To nie jest tytuł albańskiego filmu porno, tylko skrócony opis dolegliwości mojej gwiazdy
![[palacz]](./images/smilies/palacz.gif)
Objawy są takie:
- po zaparkowaniu prawa przednia felga jest gorąca; do tego tarcza hamulcowa parzy tak, że nie da się jej dotknąć dłużej, niż pół sekundy (dla porównania: w tym samym czasie tarcza przednia lewa jest też gorąca, ale znacznie mniej; felga jest chłodna)
- owa prawa przednia felga jest dużo mocniej, niż lewa, pokryta pyłem z klocków hamulcowych
- auto ściąga w prawo
- hamulce piszczą podczas hamowania, wydaje się, że właśnie głównie z tej strony, ale również podczas powolnej jazdy w korku, z leciutko wciśniętym gazem, z prawego przedniego koła takiż sam pisk, jak podczas hamowania, dochodzi (obserwacja z wczoraj, już po wizycie w warsztacie, o czym poniżej)
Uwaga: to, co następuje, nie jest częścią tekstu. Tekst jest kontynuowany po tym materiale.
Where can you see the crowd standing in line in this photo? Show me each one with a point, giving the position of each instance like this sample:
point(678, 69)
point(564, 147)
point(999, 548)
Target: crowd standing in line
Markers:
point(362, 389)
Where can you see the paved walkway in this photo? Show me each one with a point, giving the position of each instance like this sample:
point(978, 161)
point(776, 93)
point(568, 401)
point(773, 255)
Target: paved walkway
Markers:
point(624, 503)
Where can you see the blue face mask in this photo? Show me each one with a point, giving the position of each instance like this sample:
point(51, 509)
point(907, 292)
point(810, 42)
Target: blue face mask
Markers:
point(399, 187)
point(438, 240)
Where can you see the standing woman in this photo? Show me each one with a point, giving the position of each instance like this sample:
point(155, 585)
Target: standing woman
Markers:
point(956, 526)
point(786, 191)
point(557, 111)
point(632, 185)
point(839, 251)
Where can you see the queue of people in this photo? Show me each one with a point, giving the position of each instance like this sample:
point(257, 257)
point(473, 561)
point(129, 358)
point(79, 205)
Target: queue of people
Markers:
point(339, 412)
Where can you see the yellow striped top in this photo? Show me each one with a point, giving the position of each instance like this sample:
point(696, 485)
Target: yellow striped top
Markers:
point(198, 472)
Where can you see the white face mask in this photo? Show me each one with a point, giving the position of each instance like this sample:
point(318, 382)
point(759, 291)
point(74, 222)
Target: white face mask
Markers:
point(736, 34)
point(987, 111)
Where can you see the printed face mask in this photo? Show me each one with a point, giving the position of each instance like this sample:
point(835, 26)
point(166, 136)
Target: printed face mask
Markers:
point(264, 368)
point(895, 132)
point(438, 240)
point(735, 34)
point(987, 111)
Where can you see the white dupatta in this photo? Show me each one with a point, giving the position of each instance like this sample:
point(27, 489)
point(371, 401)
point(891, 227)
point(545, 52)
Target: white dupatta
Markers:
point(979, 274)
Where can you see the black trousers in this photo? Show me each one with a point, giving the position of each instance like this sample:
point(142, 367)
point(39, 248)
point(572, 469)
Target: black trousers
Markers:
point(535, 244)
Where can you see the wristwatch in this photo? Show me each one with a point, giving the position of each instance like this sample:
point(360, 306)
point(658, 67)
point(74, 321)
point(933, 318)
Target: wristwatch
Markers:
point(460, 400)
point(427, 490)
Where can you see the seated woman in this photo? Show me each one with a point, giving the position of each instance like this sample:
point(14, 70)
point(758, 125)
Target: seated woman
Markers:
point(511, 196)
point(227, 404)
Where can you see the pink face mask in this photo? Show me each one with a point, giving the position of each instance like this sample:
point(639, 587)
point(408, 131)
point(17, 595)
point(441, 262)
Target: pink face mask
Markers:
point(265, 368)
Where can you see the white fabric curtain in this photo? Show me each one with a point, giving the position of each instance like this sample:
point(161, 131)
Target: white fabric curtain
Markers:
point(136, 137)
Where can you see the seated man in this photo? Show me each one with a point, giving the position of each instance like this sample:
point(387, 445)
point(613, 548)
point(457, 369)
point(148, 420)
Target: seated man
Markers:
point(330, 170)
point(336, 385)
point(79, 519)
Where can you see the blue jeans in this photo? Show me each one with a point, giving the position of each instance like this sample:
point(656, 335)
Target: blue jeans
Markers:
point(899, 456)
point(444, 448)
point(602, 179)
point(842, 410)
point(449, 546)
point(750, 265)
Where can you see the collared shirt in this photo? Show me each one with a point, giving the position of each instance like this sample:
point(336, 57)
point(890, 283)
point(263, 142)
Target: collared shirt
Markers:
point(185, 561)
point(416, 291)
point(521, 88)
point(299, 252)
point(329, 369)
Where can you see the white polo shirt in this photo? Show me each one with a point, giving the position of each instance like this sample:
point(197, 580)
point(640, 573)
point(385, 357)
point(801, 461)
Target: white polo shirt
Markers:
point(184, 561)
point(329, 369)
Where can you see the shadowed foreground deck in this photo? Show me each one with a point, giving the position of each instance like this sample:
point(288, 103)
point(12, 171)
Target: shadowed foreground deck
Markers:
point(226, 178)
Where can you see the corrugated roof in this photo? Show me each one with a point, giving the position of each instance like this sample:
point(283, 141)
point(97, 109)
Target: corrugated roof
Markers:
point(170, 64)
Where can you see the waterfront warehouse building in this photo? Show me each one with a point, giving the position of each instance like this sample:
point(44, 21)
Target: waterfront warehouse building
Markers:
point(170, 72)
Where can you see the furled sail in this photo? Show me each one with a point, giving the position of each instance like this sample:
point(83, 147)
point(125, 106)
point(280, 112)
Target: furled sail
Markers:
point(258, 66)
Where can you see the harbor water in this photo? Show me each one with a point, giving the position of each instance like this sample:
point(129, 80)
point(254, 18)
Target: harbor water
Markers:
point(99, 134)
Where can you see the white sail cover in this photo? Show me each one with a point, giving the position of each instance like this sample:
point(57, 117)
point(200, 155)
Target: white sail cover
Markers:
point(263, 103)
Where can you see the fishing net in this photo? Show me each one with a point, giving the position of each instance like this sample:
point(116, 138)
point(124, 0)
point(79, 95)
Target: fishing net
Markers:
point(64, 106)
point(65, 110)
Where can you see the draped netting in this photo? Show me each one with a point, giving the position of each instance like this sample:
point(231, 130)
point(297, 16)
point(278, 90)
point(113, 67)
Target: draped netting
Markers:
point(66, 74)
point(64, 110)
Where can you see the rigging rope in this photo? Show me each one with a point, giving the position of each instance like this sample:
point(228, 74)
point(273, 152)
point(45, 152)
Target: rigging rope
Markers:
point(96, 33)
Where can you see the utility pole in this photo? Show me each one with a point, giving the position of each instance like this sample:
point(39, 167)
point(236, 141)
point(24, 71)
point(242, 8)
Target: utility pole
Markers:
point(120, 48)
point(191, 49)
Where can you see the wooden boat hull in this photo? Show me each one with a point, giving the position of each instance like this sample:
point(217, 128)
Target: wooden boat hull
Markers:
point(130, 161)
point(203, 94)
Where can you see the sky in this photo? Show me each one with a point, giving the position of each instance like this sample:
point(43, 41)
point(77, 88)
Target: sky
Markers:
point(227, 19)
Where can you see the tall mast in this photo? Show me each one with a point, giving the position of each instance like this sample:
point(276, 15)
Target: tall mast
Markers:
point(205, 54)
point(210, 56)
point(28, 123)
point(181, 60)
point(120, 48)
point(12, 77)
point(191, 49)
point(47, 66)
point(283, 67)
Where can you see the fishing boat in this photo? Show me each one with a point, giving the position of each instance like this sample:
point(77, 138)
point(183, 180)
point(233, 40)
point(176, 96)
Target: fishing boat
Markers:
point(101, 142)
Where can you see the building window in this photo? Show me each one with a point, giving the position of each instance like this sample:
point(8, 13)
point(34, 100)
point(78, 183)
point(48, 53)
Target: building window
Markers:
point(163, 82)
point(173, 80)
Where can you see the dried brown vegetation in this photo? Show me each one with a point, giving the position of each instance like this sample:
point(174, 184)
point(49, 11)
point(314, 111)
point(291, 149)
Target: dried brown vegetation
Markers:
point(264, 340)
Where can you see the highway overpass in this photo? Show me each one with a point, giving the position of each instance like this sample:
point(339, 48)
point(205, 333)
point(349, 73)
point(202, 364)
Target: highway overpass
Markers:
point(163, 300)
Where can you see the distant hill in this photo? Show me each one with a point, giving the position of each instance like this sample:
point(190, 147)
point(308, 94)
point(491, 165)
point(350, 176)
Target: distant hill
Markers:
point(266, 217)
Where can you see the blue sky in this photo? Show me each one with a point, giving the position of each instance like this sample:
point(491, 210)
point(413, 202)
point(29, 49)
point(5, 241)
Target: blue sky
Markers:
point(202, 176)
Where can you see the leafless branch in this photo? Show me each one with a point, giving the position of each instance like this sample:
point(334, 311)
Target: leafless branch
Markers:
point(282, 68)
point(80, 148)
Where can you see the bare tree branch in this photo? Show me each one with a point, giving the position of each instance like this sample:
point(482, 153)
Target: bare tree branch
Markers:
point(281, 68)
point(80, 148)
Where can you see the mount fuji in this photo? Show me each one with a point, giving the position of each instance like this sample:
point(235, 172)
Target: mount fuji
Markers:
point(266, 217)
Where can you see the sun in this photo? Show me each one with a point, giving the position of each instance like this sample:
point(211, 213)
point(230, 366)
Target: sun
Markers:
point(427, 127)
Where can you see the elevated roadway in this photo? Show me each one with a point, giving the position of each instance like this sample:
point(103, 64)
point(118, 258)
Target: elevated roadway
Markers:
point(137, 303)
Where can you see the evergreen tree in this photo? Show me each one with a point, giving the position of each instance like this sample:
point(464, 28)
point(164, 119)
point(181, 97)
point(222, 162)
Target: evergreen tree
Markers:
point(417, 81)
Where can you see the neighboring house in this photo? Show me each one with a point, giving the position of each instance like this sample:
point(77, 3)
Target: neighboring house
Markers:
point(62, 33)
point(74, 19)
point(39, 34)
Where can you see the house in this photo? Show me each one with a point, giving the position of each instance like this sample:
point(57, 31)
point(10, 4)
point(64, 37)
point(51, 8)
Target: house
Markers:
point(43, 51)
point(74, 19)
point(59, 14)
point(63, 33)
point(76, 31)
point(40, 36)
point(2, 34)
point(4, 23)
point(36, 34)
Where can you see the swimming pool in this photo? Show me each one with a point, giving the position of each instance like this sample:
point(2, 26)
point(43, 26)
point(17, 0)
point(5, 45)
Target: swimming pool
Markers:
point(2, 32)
- wcześniej (przed wizytą w warsztacie, ale także i po, choć nie w takim stopniu) słyszalne miarowe obcieranie podczas jazdy w owym prawym przednim nieszczęsnym kole (głównie podczas skrętu w prawo, co tłumaczę zmianą płaszczyzny koła i lepszemu odbiorowi dźwięku).
I teraz co zostało zrobione:
- w warsztacie sprawdzono układ hamulcowy (z hamulcem postojowym włącznie), pod kątem niezapiekania się zacisków i ogólnej, prawidłowej pracy
- tarcze i klocki bądź nowe, bądź niedawno wymieniane
- geometria zrobiona niedawno (jak ściągała w prawo, tak ściąga)
- luz na łożysku skasowany wczoraj wieczorem (jakby nieco zmniejszyło się ściąganie w prawo i znikło, a w każdym razie solidne ścichło owo miarowe obcieranie).
Może ktoś z Was ma jakieś sugestie, czym się teraz zająć? Łożysko jest kaputt i pomimo skasowania luzu tak się już wychetało, że nieprawidłowo pracuje (jakkolwiek żadnego luzu na podniesionym kole nie zaobserwowałem po skasowaniu - z pół obrotu poszło, jak nie więcej)? Z góry dzięki za ewentualne wskazówki.